Author: Chris Katrev

The standard array offers a straightforward approach to establishing your character's ability scores in D&D 5th edition. This method provides a balanced foundation across your character's main stats, ensuring they are adequately equipped for their chosen class.

What is Standard Array

The standard array is a method used in D&D character creation to assign ability scores, which are crucial for determining a character's capabilities in various tasks, saving throws, and ability checks. This approach provides six predetermined numbers that players allocate to the six core ability scores: Strength, Dexterity, Constitution, Wisdom, Intelligence, and Charisma. Each score corresponds to different aspects of a character's physical and mental abilities, influencing their effectiveness in combat, exploration, and social interactions.

How does Standard Array work

Allocate each of the standard array numbers to one of your character's ability scores. The numbers are 15, 14, 13, 12, 10, and 8. Assign each number to a different ability score—Strength, Dexterity, Constitution, Wisdom, Intelligence, and Charisma. This will determine your character's modifiers, which are essential for skill rolls and saving throws in D&D. Higher numbers yield higher modifiers, while lower numbers may result in negative modifiers. For instance:

  • 15: +2 modifier
  • 14: +2 modifier
  • 13: +1 modifier
  • 12: +1 modifier
  • 10: +0 modifier
  • 8: -1 modifier

When allocating scores, consider your character's class. Prioritize high ability scores in areas crucial to your character's role, assigning the numbers 14 and 15 to those scores. Reserve lower numbers, like 8 and 10, for less critical abilities. For instance:

  • If you're creating a wizard and intelligence is key, assign the highest standard array number (15) to Intelligence.
  • Then, allocate the next highest number (14) to Constitution to ensure your wizard has enough hit points. Once you've assigned each number to its corresponding ability score, you can proceed with crafting the rest of your character.

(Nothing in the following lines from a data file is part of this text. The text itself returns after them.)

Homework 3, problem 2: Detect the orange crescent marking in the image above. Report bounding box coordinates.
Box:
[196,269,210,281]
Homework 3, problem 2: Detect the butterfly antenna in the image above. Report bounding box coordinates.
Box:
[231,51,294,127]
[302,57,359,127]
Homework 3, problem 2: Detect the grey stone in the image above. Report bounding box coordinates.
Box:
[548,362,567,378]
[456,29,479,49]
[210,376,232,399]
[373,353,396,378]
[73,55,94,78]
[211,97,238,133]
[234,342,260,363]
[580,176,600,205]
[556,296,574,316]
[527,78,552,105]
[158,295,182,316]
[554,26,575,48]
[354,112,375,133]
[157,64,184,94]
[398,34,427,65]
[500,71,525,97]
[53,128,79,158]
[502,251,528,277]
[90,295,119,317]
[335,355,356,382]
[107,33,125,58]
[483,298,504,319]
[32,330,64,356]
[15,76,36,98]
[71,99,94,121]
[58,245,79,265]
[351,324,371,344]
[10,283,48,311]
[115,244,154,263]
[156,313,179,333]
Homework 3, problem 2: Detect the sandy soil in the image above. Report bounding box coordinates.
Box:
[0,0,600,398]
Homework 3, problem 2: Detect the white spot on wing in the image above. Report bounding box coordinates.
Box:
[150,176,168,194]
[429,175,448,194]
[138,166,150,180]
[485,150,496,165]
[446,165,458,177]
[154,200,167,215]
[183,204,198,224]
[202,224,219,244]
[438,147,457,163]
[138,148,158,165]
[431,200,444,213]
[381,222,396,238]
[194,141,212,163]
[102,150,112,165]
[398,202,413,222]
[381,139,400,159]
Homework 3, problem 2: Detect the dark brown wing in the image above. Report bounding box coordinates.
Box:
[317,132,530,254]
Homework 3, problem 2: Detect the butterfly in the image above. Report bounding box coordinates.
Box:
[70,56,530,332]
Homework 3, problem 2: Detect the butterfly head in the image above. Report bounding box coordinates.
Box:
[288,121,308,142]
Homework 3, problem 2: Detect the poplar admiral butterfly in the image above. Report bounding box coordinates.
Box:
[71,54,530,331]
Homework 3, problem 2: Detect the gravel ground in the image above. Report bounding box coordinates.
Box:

When selecting your character's race in D&D 5e, consider the racial ability bonuses strategically. Most races offer bonuses to certain ability scores, which can enhance your character's strengths. For instance:

  • If you prioritize Intelligence for your wizard, choose a race with a +2 racial bonus to Intelligence, boosting their score to 17.
  • Alternatively, you can offset a lower score, such as the 8 in the standard array, by applying a +2 racial bonus to that ability.

Positives  & Negatives of Standard Array


The standard array offers simplicity and balance in character creation, making it an ideal choice for new players and Dungeon Masters navigating D&D 5th edition. Its predetermined numbers streamline the process, allowing for quick assignment of ability scores without complex calculations or randomness. By preventing min-maxing, it fosters the creation of well-rounded characters. 


While the standard array offers simplicity and balance, it comes with limitations that may not suit every player's preference. With capped ability scores and limited customization options, some players may find their creative freedom stifled. Experienced players seeking more flexibility in character creation may prefer alternative methods that allow for greater customization and individuality. Ultimately, the choice between the standard array and other methods depends on your playstyle and desired level of character customization.

Alternatives to the Standard Array

Rolling for Stats

Rolling for stats is a traditional and immersive method for determining your character’s ability scores. It involves rolling a d6 (6-sided dice) for each ability score number, totaling six rolls per character. After rolling 4d6 and dropping the lowest result, you'll repeat this process five more times to generate a set of six numbers. These numbers offer a sense of randomness and unpredictability to character creation, reflecting the variability of individual strengths and weaknesses.

Point Buy

The Point Buy method offers a strategic approach to determining your character’s ability scores. Beginning with all scores at 8, you have 27 points to allocate as you wish. Each point spent increases the corresponding ability score, with costs rising incrementally. This method appeals to experienced players seeking control over their character's development without relying on the chance inherent in rolling for stats.

Homebrew Standard Array

If you're drawn to the simplicity of the standard array but find its numbers too restrictive, consider implementing homebrew changes to tailor it to your liking. For instance, you might try the "Advanced Standard Array," which increases the available numbers to 15, 14, 13, 13, 11, and 9, allowing for higher overall ability scores. Alternatively, for a more powerful character, adjust the standard array to 18, 17, 16, 15, 13, and 11. Conversely, if you're intrigued by characters with varied abilities, experiment with an array like 18, 16, 12, 10, 8, and 6.

Allowing players the option to choose between the point buy method and the standard array can cater to a range of preferences and skill levels. Experienced players seeking more control can opt for point buy, while newcomers or those less concerned about ability scores can stick with the standard array. However, it's best to avoid mixing the standard array or point buy with the rolling method, as the results can lead to disparities among players. Discussing the preferred method with players before the campaign starts can help ensure a fair and enjoyable experience for everyone involved.


In conclusion, the standard array offers a straightforward and balanced approach to setting ability scores for your D&D character. Whether you're a new player looking for simplicity or an experienced one seeking balance, the standard array provides a solid foundation for character creation in your next adventure.